Varsity Trip
- Founded: 1922
- Headquarters: Tignes, France
- Website: https://www.varsitytrip.com

= Varsity Trip =

Ski trip for students of Oxford and Cambridge universities

Varsity Trip is the official annual ski trip organised for students of Oxford and Cambridge universities. The first event was held in Wengen, Switzerland in 1922, with British students racing against each other and the local Wengen Ski Club. The event attracted 3,200 participants in 2011, and is the largest student snowsports event in the world.

== History ==
Varsity Trip was founded as the facilitator of the Blues Ski Races between the University of Oxford and Cambridge University in 1922; at this time skiing was an expensive sport and it was almost exclusively attended by the racers and their families. However, even by the early 1960s the trip had grown to over 500 people of a wider range of abilities. Whilst originally a Christmas and New Year event, the trip has also gradually moved earlier to take advantage of lower prices. The trip now usually takes place in the first week of the university holidays in December, which is the first week of the season for most resorts. On all but a couple of occasions, the trip has visited the Alps, with the majority of recent trips travelling to one of the larger resorts in the French Alps, such as Val Thorens and Tignes.

The Final Night Party is an extremely popular event each year, usually with performances from global superstars. In 2015, Tinie Tempah performed, with Ms. Dynamite supporting.

== Racing ==
The Blues race bears the distinction of being the world's oldest team ski event, with the racing event starting off as purely a downhill event, with slalom, jumping and langlauf counting for the first time in 1929. By 1955, Giant Slalom had been introduced, and the downhill and non-alpine events dropped. This is the same format that the competition takes to this day, with teams of 6 competing across the two disciplines. The combined time for each team is the 4 fastest racers in each discipline. A separate women's event was first run in 1980.
More recently, a selection of supplementary events have been trialled including the Combi and Super G events. The most recent competition to be introduced was the Super G event in 2007, which was won by Ben van Zwanenberg (Oxford).
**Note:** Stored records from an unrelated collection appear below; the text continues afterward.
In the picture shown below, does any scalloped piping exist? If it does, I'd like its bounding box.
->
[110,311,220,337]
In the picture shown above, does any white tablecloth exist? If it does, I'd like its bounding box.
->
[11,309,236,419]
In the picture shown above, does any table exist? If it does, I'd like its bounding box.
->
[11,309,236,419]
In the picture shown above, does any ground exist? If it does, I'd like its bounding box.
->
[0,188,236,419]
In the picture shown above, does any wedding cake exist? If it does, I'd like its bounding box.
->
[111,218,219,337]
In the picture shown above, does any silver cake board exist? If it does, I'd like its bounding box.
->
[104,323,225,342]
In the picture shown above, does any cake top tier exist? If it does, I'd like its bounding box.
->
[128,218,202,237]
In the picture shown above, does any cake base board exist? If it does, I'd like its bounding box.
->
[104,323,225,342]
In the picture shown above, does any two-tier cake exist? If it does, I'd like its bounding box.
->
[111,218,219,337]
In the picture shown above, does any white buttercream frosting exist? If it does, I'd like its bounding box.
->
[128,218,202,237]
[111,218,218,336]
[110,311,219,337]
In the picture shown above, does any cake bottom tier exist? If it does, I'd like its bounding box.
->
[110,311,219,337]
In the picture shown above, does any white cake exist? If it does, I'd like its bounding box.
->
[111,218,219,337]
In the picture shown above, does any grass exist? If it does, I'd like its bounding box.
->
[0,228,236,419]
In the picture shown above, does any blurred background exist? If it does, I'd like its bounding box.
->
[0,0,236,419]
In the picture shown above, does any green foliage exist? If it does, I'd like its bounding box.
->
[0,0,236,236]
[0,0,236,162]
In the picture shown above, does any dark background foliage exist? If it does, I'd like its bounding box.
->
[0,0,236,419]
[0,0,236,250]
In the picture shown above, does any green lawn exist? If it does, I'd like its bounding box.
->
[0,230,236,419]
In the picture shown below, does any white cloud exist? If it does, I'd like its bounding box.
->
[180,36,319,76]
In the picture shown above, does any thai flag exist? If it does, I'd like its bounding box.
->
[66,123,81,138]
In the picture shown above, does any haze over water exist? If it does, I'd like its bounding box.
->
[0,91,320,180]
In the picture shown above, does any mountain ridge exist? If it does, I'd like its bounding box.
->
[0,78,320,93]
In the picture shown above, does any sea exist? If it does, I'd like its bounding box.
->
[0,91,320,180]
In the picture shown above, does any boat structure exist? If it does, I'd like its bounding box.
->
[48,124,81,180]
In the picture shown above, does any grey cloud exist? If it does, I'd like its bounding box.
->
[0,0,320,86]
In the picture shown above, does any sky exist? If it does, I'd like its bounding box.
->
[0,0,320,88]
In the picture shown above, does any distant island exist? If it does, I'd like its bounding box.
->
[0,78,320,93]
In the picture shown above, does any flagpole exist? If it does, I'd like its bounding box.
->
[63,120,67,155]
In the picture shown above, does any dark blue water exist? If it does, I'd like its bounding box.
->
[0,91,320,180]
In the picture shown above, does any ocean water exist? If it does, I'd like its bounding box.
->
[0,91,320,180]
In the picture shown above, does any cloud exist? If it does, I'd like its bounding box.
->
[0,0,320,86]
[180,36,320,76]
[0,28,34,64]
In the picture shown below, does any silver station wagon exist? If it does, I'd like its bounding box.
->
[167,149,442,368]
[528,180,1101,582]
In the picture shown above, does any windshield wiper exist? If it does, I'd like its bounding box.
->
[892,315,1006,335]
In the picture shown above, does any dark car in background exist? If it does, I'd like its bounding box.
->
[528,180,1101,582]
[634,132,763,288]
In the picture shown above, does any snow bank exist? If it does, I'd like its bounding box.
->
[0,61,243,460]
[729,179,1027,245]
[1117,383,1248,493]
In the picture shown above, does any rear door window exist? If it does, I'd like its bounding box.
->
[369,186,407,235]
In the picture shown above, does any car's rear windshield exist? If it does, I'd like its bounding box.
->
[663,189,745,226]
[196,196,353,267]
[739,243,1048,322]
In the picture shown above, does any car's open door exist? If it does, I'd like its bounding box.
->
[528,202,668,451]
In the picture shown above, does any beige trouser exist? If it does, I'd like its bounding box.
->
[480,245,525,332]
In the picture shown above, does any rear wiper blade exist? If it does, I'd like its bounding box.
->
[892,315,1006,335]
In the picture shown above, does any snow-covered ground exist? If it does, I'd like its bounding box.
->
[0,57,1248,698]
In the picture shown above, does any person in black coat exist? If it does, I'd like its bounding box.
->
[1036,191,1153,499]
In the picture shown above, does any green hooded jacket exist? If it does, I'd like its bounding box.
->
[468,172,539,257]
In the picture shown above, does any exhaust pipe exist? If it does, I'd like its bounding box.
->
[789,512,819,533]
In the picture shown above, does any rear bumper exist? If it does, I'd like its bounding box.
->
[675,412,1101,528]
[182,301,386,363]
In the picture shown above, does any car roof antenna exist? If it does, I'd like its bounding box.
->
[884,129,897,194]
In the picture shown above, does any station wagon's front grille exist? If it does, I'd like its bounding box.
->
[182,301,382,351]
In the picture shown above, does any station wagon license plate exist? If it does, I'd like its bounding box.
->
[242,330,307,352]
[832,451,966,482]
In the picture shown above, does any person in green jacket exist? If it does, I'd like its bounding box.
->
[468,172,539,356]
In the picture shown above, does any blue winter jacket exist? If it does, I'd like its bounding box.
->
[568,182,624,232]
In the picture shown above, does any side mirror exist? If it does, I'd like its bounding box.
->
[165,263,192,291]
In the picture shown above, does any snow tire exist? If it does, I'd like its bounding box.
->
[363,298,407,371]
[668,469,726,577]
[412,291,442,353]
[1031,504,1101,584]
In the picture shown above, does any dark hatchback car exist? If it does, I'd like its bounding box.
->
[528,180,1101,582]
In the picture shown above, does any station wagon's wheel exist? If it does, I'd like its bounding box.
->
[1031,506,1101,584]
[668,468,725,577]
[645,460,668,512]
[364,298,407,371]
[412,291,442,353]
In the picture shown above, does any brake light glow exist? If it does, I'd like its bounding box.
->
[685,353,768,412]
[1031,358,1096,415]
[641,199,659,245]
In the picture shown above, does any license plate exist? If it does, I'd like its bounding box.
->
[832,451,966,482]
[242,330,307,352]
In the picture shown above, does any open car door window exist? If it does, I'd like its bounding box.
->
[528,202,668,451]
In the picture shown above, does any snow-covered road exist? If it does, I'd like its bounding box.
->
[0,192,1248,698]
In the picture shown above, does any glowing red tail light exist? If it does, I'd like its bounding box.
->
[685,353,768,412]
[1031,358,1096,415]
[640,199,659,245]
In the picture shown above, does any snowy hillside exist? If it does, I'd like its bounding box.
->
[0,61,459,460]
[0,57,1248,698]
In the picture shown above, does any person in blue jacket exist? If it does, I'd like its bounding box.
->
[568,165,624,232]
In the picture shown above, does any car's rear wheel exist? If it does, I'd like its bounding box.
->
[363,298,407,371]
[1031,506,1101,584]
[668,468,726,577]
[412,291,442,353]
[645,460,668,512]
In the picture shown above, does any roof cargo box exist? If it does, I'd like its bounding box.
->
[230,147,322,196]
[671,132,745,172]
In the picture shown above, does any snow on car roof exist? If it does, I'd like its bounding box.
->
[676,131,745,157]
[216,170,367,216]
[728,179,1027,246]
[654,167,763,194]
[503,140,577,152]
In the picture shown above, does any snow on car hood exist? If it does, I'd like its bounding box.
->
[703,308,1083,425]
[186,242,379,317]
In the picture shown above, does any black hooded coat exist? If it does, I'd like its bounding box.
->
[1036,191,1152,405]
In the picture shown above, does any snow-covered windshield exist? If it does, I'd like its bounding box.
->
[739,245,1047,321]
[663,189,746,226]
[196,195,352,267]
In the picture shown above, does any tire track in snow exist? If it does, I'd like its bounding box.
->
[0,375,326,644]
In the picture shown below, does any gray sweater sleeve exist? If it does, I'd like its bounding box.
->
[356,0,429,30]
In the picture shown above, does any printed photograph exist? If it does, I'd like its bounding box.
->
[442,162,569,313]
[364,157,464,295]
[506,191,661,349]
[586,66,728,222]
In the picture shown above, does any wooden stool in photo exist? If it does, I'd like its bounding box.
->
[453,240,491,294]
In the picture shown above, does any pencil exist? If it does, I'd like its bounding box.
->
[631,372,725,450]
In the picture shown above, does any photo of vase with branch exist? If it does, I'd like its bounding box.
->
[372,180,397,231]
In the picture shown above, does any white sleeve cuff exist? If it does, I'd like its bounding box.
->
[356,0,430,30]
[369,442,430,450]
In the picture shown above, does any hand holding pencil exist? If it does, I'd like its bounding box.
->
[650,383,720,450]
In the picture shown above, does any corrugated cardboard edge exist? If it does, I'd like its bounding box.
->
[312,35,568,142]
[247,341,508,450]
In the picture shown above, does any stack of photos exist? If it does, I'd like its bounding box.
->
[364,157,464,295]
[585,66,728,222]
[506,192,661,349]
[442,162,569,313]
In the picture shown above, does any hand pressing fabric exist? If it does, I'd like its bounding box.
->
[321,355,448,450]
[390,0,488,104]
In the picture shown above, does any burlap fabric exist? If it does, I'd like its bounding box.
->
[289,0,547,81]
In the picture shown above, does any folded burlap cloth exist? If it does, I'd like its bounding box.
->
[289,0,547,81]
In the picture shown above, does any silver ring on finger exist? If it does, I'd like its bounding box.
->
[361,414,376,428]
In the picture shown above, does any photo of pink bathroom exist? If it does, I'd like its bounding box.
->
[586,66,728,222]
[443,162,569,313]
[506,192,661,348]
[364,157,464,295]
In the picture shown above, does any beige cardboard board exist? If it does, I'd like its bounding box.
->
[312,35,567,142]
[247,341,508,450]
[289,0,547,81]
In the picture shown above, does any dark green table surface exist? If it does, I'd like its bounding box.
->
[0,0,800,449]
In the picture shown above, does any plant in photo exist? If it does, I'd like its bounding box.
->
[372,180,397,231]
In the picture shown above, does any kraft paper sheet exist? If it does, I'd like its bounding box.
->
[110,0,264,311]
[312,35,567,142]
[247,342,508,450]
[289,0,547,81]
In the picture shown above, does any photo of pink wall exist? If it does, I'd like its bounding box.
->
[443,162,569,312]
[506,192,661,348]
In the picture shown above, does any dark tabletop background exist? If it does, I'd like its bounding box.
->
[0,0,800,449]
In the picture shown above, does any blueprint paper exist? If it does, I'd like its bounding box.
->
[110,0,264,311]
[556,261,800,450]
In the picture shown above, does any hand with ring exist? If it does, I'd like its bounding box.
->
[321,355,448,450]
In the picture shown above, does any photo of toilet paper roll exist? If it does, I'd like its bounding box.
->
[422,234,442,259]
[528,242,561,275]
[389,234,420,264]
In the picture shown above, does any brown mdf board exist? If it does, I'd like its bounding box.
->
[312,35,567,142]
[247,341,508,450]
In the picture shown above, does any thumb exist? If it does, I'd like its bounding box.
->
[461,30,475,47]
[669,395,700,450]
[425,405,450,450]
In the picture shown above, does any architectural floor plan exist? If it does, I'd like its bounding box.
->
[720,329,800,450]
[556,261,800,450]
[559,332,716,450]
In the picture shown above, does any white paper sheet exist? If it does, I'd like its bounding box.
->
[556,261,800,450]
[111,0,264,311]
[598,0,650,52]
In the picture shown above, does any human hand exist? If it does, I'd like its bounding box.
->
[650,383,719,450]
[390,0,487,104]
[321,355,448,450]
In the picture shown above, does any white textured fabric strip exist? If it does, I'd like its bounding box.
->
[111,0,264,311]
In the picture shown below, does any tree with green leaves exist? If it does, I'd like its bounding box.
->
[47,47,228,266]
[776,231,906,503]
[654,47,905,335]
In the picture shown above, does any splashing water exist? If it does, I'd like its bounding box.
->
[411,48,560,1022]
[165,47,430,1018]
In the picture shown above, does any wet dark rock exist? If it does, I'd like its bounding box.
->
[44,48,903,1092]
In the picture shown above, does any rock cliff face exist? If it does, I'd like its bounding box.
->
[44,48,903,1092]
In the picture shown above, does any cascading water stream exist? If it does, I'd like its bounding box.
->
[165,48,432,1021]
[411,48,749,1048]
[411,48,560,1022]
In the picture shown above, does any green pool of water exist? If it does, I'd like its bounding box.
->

The sport now has a Half Blue status at both universities, but this was not originally the case with the matter still being debated prior to the 1930 races. The top four racers in the first men's and women's teams are automatically awarded Half Blues. At the discretion of the Race Captain, another two Half Blues can be awarded; and, if certain conditions have been met, a Full Blue can be awarded. In 2014, the competition extended to snowboarders.

Notable past competitors include Roger Bushell who captained the Cambridge side and won the slalom event in 1931, and physicist Ondrej Krivanek who won the slalom in 1975. A number of Olympic skiers have also competed in the event including James Palmer-Tomkinson who won for Oxford in 1935 prior to competing in the 1936 Winter Olympics (the first Olympics at which Alpine Skiing was an event), his son Christopher Palmer-Tomkinson who also won for Oxford in 1961 before attending the 1964 Winter Olympics, and V. Goodwin in 1955.

== Controversy ==
In January 2011, the December 2010 Varsity Trip's "Valley Rally" was criticised in the press after photographs were published on Facebook showing half naked students taking part in debauchery and lewd contests. The Scott Dunn travel agency, provider of prizes for the event which was held at Val Thorens in the French Alps, issued a statement saying that they did not endorse the "inappropriate behaviour" and that they "will have no future involvement" with the student-run event. The dean of St Anne's College at Oxford, Dr. Geraldine Hazburn, warned students that such behaviour was against school regulations, and that they should not "intentionally or recklessly engage in conduct likely to bring the college into disrepute". The "Valley Rally" has not taken place on the trip since.